In a microwavable bowl, mix  water and margarine (cut into pieces). Stir in stuffing mix and cover with a microwavable lid. Cook on HIGH for 8 to 10 minutes. Fluff with fork.

Place eggplant, zucchini, tomato, onion into a large skillet. Season with thyme, salt, and pepper. Cook and stir over medium low heat for 15 to 20 minutes. Remove from heat.

Preheat oven to 350 degrees F ( 175 degrees C). Grease a 2 quart casserole dish.

Layer vegetables, cheese, and stuffing in the dish until all ingredients have been used, ending with cheese.

Bake for 30 to 40 minutes.

There are numerous different ways to make this dish. You can simply use dry bread crumbs or cut up stale bread. I like herbed bread crumbs for flavor.

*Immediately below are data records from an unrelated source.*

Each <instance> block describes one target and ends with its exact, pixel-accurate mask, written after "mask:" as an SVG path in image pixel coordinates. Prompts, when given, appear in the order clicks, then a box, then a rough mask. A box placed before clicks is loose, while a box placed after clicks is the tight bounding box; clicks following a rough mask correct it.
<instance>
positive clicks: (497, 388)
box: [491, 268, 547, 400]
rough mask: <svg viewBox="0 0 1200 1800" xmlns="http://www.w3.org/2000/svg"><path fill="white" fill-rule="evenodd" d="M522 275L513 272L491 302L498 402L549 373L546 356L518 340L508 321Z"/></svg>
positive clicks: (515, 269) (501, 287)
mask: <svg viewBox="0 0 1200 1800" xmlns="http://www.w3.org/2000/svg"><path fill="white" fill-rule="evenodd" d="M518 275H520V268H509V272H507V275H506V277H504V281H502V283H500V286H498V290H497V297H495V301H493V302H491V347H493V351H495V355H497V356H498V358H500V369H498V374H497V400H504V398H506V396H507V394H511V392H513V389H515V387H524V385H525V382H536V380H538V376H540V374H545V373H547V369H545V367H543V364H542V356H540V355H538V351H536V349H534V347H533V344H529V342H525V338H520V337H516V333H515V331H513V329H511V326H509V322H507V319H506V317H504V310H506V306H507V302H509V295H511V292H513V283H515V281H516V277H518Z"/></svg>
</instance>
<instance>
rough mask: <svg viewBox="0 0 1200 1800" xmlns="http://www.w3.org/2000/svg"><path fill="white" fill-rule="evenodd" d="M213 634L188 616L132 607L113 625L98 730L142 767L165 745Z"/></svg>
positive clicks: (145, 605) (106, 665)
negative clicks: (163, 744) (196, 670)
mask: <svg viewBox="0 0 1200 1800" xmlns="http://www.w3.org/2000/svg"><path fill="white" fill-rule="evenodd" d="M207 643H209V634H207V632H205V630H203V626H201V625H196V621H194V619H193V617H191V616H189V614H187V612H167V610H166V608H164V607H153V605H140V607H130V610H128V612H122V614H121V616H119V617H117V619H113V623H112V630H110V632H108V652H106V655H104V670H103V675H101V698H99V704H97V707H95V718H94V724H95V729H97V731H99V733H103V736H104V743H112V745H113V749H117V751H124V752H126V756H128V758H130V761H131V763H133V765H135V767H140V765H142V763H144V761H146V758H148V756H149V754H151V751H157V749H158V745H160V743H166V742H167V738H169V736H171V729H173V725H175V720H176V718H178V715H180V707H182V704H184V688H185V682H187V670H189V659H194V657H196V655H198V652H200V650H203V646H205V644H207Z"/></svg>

You can add more tomatoes if you like.

I have made it with half the cheese to lighten it up a bit. It is sort of like a veggie lasagna without the noodles.

Lemon Zucchini and Cucumber Salad

  • 1 zucchini (sliced into rounds)
  • 1 cucumber (sliced thinly)
  • 1/3 cup balsamic vinegar
  • 3 tablespoons olive oil
  • 1 tablespoon lemon juice
  • Salt and pepper to taste

Place the zucchini slices into a steamer basket and set over one inch of water in a saucepan until tender.  Remove from the steamer and cool slightly.

In a bowl, combine the zucchini and cucumber slices.  In a separate bowl, whisk together the rest of the ingredients. 

Toss to coat vegetables.

You can use lemon cucumbers, add finely chopped basil if you like.

"There are only two ways to live your life. One is as though nothing is a miracle. The other is as though everything is a miracle."